Stark umstritten ist auch der EU-Richtlinienentwurf, der den Umgang mit Saatgut regelt, das zufällige oder technisch nicht vermeidbare Verunreinigungen mit GVO enthält. Danach darf Saatgut je nach Sorte zwischen 0,3 und 0,7% GVO enthalten, ohne dass es einer Kennzeichnung bedarf. Das bedeutet, dass auf einem Hektar Acker auf 30 bis 70 Quadratmetern gentechnisch veränderte Pflanzen stehen können, ohne dass der Landwirt davon Kenntnis hat.
Völlig unbefriedigend läuft die Diskussion auch bei den Haftungsfragen bezüglich GVO (KOM 2002/17). Im jüngsten Positionspapier der Kommission wird die Verantwortung der Gentechnik-Industrie und der Gentechnik einsetzenden Landwirte für Verunreinigungen und Auskreuzungen verneint. Die z.T. erheblichen Kosten und Auflagen um eine gentechnikfreie Produktion sicherzustellen soll die gentechnikfreie Landwirtschaft selbst tragen.
Der Landtag erwartet in diesem Zusammenhang von der Europäischen Kommission folgende Regelungen:
- Die Wahlfreiheit der Verbraucher zwischen GVO-Lebensmitteln und gentechnikfreier Nahrung muss rechtlich und tatsächlich gewährleistet sein.
- Landwirtschaft ohne Gentechnik muss weiter möglich bleiben.
- Saatgut darf grundsätzlich keine Verunreinigungen mit GVO enthalten.
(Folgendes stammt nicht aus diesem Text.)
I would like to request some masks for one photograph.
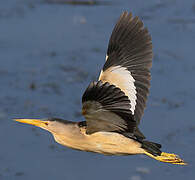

Als technische Nachweisgrenze gilt dabei zur Zeit ein Grenzwert von 0,1 %.
- Kosten und Auflagen zur Sicherung einer strikten Trennung von Landwirtschaft mit und ohne Gentechnik (Koexistenz) und zur Gewährleistung des Reinheitsgebotes für Saatgut sind von denen zu tragen, die GVO herstellen und anbauen wollen. Sie müssen auch für Schäden haften, die durch entsprechende Verunreinigungen mit GVO entstehen.
Der Landtag fordert die Landesregierung und die Bundesregierung auf, sich für diese Regelungen bei der EU-Kommission einzusetzen.